Key trends, opinions and insights from personal blogs

This week’s chatter around CSS felt like walking through a small craft fair. Little booths. A few loud stalls. Some folks showing off fancy tools. Others fixing a button that’s bugging them. I would describe them as practical, hands-on posts — not the theoretical whitepapers — more like people saying, “Hey, here’s how I did it,” and leaving crumbs if you want to follow along.

What kept popping up

There were a few themes that kept turning up in different posts.
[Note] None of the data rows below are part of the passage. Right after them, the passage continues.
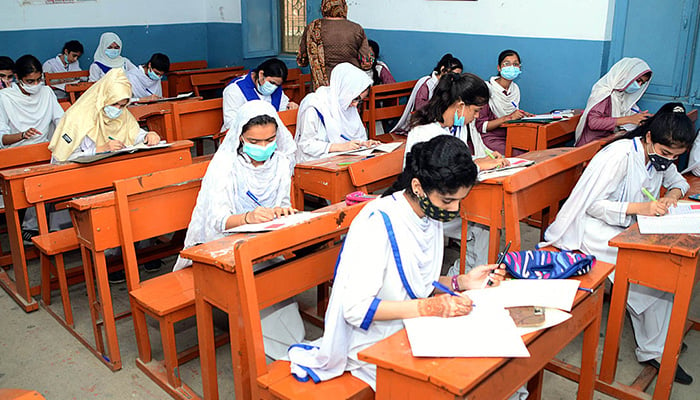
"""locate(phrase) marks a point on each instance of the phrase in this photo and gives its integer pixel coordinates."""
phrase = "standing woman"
(108, 56)
(423, 90)
(504, 102)
(329, 120)
(612, 105)
(333, 40)
(29, 110)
To me, it feels like these are the things front-of-mind for folks right now:

  • Animations and how they play nice (or not) with each other and the page load.
  • Tiny UI ornaments — buttons, banners, toast icons — and how small CSS tricks make them feel alive.
  • Theme switching and the new CSS features that make it less of a faff.
  • Performance: critical CSS, render blocking, and how to balance inlining with maintainability.
  • Using static-site toolchains (Hugo, Netlify) and CSS together to make content behave dynamically.

You see overlap. People are not just solving one problem. They’re juggling visuals, state, and speed. Like trying to cook dinner while babysitting a kid and also doing a school run. You know, everyday life.

Animations, states, and the awkward handshake between load and scroll

Bramus dug into something oddly specific: mixing scroll-driven animations with the CSS @starting-style property. It sounds niche, but I’d say it matters more than it first seems. He was trying to make a fade-in on page load and then hand animation control over to scrolling. The snag? The cascade and implicit keyframes — little behind-the-scenes rules that override your neat intentions.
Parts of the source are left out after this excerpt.